David Saville Muzzey was widely recognized for most of the twentieth century as the greatest writer of U.S. history textbooks in the nation. He was a historian at Barnard College, Columbia University, and he was a gifted storyteller.

His books read as the work of a single writer, vigorous, thoughtful, and opinionated, but not in a partisan sense. He knew history and he knew how to write the great stories and weave facts into a coherent narrative. The first edition of Muzzey’s textbook was printed in 1911 and was so popular that it was regularly updated. At some point, I am not sure exactly whether it was before or after his death, his popular textbooks became a committee project, and over time they lost the distinctive quality that had made them so beloved. That distinctive quality was, of course, his voice. Over time, they were ground down into the voiceless and turgid informational text that we associate with the typical history textbook.

Many years ago, I found a first edition of Muzzey’s An American History. The front cover is spotted and the spine is broken but the prose still sparkles.

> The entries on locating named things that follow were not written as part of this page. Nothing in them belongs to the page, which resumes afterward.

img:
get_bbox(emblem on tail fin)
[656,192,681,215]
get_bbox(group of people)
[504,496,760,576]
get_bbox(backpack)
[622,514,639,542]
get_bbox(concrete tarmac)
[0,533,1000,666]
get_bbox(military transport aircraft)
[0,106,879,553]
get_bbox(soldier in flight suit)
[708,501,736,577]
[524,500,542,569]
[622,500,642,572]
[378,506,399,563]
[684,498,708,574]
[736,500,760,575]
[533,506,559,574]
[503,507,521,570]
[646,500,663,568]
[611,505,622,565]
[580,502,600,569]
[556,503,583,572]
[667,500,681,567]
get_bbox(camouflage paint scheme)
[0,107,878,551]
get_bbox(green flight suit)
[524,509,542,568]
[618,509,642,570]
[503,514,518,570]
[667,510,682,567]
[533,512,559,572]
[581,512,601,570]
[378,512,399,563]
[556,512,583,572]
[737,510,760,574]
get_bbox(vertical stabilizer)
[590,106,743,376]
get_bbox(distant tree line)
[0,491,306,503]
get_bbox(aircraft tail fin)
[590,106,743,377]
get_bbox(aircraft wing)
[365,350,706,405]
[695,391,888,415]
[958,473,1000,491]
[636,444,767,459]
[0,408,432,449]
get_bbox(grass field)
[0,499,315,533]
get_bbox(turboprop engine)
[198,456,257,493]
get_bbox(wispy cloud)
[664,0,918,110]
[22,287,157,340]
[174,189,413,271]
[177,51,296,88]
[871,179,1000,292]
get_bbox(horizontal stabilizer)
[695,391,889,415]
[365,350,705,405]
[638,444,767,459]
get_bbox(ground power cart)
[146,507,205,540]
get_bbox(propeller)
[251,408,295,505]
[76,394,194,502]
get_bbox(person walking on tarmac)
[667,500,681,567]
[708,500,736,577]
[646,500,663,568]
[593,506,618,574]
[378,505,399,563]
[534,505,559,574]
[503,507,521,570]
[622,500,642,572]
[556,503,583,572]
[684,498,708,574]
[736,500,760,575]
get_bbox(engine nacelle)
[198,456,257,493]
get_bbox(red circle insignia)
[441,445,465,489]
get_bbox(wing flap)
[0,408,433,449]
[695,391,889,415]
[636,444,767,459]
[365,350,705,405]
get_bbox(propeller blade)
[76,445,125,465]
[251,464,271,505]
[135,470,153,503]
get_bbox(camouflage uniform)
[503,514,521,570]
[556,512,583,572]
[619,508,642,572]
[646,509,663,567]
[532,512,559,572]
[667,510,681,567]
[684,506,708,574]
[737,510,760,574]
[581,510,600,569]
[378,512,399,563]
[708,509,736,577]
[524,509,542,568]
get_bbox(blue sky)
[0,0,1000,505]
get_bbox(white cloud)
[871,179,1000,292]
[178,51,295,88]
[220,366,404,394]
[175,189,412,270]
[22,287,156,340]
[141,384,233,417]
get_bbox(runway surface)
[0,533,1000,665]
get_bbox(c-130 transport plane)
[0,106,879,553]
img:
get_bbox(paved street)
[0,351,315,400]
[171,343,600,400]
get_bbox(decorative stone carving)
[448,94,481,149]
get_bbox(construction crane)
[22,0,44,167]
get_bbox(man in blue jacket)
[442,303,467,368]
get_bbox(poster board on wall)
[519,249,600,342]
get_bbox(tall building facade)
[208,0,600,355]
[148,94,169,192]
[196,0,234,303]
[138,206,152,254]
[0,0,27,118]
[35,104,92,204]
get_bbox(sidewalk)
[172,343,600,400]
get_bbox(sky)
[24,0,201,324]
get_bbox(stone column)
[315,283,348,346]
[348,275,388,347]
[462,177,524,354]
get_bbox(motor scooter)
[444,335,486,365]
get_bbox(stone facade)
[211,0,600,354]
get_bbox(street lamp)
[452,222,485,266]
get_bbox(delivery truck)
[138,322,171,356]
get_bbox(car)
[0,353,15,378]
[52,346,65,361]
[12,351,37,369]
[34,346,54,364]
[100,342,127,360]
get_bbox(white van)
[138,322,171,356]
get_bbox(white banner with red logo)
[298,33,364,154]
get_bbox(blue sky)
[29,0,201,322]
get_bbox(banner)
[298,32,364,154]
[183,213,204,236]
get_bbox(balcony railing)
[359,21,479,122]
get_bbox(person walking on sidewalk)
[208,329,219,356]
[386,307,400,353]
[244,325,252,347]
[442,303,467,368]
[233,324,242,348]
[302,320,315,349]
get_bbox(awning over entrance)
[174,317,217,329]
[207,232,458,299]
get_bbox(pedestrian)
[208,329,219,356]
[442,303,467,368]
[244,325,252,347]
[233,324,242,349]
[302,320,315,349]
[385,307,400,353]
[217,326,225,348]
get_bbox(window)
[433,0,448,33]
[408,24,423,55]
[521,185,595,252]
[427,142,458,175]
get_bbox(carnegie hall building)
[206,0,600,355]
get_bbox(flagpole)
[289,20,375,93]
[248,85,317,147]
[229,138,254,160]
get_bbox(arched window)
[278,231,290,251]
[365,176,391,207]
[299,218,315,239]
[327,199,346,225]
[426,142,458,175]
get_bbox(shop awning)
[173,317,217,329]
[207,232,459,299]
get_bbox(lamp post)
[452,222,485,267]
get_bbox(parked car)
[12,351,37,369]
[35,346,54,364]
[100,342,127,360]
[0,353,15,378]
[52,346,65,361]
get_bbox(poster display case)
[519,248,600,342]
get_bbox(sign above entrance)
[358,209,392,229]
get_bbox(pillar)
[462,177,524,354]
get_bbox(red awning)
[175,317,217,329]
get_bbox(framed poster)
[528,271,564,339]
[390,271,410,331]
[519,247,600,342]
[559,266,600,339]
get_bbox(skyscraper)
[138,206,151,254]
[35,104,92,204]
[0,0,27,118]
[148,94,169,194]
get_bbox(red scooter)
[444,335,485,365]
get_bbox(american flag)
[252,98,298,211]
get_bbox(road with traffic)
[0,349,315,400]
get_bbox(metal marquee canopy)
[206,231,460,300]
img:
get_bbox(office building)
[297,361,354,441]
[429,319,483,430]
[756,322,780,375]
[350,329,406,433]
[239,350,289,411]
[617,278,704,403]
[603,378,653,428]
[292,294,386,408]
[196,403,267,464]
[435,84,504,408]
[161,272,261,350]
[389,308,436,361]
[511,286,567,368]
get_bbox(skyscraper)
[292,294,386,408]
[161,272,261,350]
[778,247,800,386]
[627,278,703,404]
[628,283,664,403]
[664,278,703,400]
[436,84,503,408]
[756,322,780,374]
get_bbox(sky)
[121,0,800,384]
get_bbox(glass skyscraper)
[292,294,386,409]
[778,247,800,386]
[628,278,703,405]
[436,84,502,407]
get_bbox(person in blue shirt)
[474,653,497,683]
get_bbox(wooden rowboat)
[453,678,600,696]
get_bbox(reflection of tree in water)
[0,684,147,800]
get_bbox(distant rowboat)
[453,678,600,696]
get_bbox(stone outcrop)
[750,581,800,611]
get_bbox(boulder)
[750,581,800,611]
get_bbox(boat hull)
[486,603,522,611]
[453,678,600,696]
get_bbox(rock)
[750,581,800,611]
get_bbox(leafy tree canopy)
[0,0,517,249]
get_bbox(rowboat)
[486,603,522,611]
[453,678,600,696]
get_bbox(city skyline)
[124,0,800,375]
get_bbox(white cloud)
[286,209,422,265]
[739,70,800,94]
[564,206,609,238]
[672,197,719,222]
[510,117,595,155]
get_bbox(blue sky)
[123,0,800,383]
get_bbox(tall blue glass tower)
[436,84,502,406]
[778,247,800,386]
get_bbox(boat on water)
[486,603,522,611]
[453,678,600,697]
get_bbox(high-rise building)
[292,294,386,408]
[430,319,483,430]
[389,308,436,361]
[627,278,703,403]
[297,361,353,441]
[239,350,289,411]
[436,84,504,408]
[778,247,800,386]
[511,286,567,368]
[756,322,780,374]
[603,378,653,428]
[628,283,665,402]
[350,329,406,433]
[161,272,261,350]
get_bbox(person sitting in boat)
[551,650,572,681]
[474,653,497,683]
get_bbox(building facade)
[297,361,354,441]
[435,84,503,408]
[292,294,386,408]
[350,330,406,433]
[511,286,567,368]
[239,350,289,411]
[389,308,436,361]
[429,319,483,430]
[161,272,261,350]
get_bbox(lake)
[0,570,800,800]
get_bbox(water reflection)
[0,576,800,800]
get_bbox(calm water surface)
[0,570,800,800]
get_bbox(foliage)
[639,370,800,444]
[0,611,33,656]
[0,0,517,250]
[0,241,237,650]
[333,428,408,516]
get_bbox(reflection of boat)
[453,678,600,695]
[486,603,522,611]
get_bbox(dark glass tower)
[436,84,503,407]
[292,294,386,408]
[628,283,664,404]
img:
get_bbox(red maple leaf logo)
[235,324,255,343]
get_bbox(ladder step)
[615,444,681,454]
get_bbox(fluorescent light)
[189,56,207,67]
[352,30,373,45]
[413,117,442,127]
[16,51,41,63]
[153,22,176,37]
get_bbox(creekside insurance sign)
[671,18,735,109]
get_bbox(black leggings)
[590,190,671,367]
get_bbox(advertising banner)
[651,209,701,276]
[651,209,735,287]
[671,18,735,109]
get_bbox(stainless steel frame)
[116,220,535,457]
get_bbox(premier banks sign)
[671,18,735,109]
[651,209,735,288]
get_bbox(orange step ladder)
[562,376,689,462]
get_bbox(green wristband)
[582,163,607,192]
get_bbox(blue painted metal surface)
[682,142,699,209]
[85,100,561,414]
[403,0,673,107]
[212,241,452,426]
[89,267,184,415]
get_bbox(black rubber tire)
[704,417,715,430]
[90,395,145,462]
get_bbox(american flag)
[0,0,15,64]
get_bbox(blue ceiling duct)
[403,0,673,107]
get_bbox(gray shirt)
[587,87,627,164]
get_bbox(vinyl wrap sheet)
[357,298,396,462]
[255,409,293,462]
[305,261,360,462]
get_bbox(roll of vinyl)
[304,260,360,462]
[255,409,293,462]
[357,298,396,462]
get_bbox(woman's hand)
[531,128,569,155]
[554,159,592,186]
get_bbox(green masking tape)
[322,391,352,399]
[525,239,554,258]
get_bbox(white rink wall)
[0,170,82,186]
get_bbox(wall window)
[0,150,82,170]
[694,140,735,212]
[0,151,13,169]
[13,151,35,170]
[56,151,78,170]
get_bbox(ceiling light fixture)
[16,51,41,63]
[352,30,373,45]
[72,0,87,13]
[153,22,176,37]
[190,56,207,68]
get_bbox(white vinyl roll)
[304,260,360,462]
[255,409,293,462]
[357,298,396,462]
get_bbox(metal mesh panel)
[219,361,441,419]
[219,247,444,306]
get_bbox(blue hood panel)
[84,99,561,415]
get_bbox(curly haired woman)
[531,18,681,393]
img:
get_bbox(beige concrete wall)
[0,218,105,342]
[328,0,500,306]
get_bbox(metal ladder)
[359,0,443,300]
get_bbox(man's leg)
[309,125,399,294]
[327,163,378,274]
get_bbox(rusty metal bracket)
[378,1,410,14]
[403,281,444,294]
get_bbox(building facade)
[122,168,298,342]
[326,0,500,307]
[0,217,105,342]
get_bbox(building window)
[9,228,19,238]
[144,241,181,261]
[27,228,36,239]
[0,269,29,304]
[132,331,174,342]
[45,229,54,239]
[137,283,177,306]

I want to share with you his concluding paragraph. Set aside for the moment his omission of women and his reference to the nations vying to control “the destinies of the undeveloped races,” which dates him. But what is not dated is his message. It speaks to us today, a century later:

The problems of a democracy are ever changing to meet the developing needs and the unfolding ideals of the people. Our problem in America at the opening of the twentieth century is no longer that of George Washington’s day,–to establish the forms and powers of a republican government; nor that of Andrew Jackson’s day,–to admit to a full share in that government the sturdy manhood of the nation; nor that of Abraham Lincoln’s day,–to save the life of the Union while cutting from it the cancer of slavery; nor that of William McKinley’s day,–to introduce the United States among the nations which are to control the destinies of the undeveloped races of the world. To-day we are rich, united, powerful. But the very material prosperity which is our boast menaces the life of our democracy. The power of money threatens to choke the power of law. The spirit of gain is sacrificing to its insatiable greed the spirit of brotherhood and the very life of the toilers of the land–even the joyous years of tender childhood. Unless we are to sink into ignoble slavery or fall a prey to horrid revolution, the manhood of the nation must rise in its moral strength to restore our democratic institutions to the real control of the people, to assert the superiority of men over machines, and the value of a brotherhood of social cooperation and mutual goodwill above the highest statistics of commercial gain. Our noble mission is still to realize the promise of the immortal words of Abraham Lincoln, that “government of the people, by the people, and for the people shall not perish from the earth.”